Nécessité. Née, c’est si tes. Tes « si » naissent. Ils naissent. C’est des nécessités.
Bruits des paroles. Bruire de paroles. Écoutez l’un qui teint un peu. L’instinct. L’un ce teint et l’autre? Il n’y a plus d’autre. Autre floraison, raison de nouvelles obstinations.
Nous courons. Nous court plus que on mais tant que il et je sont à court, ça marche.
Ventre gonflé. Vent regonflé. Fléau navigue. Gaiement.
Robuste et pleine comme un œuf, le 9 avance à reculons mais le 6, la tête à l’envers a les pieds dans la bonne direction.
Vous sautez à la corde? Je vous l’accorde, je m’épuise, je m’évade, je m’épanche. Mes penchants s’alourdissent, se musèlent. Muses elles m’accompagnent, me soulagent, m’apprennent me prenne en considération quand je me perds. Repère. Père encore. Corps. Or je me soigne, humainement. Me mène à prendre mes marques ailleurs puisque mes marques démarquent un territoire qui ne me correspond plus. Plus tant que ça. Ça fait peur. Peur toujours. Jour et nuit. Nuit ce qui refuse d’être démasqué.

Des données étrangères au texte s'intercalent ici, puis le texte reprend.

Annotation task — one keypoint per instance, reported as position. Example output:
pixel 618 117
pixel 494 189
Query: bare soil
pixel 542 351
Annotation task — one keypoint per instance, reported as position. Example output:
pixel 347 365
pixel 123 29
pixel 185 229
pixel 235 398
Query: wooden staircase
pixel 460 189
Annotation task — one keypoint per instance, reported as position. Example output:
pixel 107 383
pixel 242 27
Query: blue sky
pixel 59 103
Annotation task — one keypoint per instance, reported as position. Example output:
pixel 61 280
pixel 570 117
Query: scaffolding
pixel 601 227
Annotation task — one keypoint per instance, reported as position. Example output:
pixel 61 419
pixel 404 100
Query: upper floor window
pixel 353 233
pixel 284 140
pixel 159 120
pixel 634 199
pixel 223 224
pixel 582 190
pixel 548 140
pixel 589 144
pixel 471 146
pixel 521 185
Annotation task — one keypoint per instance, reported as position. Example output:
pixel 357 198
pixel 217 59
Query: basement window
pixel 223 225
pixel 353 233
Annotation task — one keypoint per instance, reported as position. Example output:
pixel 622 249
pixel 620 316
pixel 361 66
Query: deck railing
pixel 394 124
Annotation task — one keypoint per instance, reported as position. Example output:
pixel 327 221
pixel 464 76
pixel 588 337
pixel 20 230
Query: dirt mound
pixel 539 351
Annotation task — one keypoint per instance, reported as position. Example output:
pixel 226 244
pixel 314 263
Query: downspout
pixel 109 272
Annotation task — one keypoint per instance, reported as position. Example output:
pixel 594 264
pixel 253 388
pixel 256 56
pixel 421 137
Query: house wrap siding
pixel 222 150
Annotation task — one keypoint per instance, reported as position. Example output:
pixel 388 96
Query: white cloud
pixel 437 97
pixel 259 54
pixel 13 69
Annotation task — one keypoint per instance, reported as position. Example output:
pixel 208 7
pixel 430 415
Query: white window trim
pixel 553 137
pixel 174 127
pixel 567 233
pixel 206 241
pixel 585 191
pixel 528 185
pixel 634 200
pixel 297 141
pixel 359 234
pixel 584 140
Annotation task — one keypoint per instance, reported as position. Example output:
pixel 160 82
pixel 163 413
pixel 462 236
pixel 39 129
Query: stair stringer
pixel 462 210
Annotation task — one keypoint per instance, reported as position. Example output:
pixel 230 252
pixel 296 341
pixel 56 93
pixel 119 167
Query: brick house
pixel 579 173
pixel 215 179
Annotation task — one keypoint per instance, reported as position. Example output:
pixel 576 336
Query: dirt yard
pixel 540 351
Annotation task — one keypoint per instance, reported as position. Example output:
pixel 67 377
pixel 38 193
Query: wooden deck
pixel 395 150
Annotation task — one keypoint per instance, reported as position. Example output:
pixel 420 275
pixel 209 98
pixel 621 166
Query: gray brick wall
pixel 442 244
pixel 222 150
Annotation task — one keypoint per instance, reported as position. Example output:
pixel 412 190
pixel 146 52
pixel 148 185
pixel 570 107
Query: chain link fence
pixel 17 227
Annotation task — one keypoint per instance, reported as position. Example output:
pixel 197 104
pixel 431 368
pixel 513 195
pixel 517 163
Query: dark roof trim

J’essaie de me rassurer dans les mots, de les accrocher, de trouver une suite logique. Je les noue, je me prouve qu’il y a une continuité, une suite logique ou du moins, une solution envisageable quand tout semble flotter et ne pas poser la plante des pieds.
Je peine à écrire, je force la cadence. Je pousse le mot comme sur un plongeoir, je l’oblige à tomber, à prendre le risque de faire un plat. Plat, tout est là dans ce P qui coule du nez sur un L qui s’enroule sur un A qui se redresse sur un T assis de profil. Ça bloque. C’est fainéant.

Il y a beaucoup de choses que j’aime mais certains endroits coincent.

Coïncidences délayées d’un P et d’un S qui liés, continuent de shooter dans ce simple point, cette balle qui les sépare, qui les amuse qui grisant, soulève l’inattendu de l’emballement.